Russell Napier, Gründer des „Library of Mistakes“ in Edinburgh und einer der scharfsinnigsten Chronisten monetärer Umbrüche, nahm in seinem Vortrag kein Blatt vor den Mund. „Wir stehen am Ende einer geldpolitischen Ära“, so sein zentrales Argument. Der Paradigmenwechsel sei bereits im Gange: weg von geldpolitisch getriebener Reflation, hin zu fiskalisch orchestrierter Kapitalbindung – und letztlich Kapitalrepression.

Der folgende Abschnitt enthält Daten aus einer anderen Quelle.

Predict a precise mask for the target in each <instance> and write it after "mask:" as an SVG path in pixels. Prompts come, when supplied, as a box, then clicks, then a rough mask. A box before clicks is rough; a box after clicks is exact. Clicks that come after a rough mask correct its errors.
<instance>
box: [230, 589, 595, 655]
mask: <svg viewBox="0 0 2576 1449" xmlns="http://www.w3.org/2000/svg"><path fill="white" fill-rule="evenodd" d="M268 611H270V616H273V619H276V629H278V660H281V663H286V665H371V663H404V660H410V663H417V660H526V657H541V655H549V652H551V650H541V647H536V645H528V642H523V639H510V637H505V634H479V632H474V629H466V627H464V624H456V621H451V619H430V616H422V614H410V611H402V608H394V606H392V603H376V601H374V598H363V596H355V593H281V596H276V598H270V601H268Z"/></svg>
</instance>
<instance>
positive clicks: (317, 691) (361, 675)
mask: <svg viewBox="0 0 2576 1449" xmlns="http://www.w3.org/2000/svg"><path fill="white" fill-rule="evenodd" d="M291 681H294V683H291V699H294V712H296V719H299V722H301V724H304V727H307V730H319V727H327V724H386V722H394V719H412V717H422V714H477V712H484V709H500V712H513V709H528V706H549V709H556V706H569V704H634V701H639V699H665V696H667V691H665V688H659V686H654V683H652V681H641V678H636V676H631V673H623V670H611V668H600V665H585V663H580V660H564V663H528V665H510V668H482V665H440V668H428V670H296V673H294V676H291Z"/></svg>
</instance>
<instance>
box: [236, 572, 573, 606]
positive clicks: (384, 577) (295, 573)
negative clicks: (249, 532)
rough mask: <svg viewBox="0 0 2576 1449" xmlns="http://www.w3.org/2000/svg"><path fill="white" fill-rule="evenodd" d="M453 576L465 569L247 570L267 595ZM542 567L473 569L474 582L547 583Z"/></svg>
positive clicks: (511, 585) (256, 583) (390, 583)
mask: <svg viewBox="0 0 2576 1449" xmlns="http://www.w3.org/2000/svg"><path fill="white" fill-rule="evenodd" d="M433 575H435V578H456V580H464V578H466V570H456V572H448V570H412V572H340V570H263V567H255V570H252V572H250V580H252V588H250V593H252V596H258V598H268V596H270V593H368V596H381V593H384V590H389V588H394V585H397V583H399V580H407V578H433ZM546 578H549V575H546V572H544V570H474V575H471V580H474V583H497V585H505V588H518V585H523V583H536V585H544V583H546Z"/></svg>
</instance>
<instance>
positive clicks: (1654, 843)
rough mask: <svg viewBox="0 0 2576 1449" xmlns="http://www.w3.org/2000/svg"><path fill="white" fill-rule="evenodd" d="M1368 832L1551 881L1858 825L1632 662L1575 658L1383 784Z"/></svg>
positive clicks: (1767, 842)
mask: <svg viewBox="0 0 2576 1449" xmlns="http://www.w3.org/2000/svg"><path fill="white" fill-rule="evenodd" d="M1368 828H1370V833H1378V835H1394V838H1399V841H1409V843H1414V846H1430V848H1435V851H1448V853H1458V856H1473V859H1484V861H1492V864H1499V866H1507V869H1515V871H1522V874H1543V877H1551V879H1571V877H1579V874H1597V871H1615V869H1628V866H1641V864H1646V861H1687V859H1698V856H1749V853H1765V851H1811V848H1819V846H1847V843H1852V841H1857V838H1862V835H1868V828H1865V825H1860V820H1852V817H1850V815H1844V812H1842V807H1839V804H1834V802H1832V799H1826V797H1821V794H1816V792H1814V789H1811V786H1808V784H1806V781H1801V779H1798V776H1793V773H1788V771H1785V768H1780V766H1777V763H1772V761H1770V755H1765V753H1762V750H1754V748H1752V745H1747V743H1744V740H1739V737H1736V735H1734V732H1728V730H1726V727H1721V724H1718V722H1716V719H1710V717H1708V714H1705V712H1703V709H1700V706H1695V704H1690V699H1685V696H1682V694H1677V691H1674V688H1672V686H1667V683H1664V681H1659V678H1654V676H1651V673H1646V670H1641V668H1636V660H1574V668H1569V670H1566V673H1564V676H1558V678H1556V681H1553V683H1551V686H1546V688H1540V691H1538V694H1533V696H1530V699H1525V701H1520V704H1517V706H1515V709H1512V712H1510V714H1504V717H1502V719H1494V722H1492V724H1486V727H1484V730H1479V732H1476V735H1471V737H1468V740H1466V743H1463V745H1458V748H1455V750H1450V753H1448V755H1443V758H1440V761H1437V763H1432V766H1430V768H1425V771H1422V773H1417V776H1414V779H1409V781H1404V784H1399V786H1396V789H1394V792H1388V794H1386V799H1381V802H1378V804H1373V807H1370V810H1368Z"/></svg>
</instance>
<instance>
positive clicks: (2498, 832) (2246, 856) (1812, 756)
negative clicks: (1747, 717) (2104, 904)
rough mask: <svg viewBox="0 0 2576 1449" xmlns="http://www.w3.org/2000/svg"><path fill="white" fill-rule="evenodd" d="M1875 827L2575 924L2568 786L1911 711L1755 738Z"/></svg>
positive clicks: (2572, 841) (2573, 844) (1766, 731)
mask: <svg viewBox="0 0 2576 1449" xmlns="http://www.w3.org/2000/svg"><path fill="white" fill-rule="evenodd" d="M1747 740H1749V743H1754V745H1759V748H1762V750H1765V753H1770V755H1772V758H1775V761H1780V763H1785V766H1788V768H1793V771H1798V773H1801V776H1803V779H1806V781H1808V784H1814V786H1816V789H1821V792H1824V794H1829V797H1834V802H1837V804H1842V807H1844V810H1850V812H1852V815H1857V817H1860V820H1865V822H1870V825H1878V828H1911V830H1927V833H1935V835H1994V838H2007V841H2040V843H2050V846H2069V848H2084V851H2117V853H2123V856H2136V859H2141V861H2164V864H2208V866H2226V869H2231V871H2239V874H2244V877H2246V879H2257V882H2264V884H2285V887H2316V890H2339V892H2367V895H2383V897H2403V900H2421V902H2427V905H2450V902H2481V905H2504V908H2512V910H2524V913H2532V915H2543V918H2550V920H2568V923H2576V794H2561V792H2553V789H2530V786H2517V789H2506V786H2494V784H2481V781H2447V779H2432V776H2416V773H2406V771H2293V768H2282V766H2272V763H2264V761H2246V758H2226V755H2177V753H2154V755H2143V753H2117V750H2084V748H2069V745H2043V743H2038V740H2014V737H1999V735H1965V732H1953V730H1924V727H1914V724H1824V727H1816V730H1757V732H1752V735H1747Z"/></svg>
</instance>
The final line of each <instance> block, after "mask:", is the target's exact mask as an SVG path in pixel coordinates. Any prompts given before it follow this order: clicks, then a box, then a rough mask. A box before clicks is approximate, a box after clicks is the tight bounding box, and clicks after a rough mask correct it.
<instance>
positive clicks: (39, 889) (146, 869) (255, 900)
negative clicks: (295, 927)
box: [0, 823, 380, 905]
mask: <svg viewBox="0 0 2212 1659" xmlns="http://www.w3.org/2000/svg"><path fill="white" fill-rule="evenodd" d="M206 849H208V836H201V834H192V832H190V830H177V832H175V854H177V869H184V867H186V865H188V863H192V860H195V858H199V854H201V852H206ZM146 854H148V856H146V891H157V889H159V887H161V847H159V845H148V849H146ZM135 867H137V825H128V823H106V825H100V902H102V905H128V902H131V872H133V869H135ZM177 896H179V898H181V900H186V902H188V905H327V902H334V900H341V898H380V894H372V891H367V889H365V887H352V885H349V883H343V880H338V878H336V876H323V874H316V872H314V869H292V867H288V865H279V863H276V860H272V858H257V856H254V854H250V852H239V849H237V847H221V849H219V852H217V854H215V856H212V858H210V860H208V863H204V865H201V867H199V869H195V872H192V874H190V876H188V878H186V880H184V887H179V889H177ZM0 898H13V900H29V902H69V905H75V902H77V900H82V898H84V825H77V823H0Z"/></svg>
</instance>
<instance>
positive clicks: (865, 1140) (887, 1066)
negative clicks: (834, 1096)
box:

Zentraler Mechanismus: Kapital zieht sich zurück. Der jahrzehntelange globale Kapitalexport – insbesondere aus Europa – läuft aus. „Wir erleben eine Repatriierung von Kapital“, so Napier. Die Ursachen sind vielfältig, die Konsequenzen tiefgreifend. Der Autor des inzwischen als Klassiker geltenden "Anatomy of the Bear" spricht von einer Kapitalkrise, die leise begonnen hat, aber das Potenzial besitzt, globale Kapitalströme dauerhaft zu verändern.
Schlüsselspieler China
Napier widerlegte die gängige Vorstellung, dass das Reich der Mitte vor einer neuen Reflationswelle stehe. Die Daten erzählten eine andere Geschichte: Die Wachstumsraten der breiten Geldmenge (M2) lägen mit rund sieben Prozent auf dem niedrigsten Stand seit den 1990er Jahren. Auch die Kreditvergabe stagniere – obwohl chinesische Banken mehrheitlich in Staatsbesitz seien. Der private Schuldendienstquote habe ein Allzeithoch erreicht, gleichzeitig sei die Zinsstrukturkurve seit August 2024 invers geworden – für Napier ein sicheres Zeichen für Deflation, nicht für Reflation.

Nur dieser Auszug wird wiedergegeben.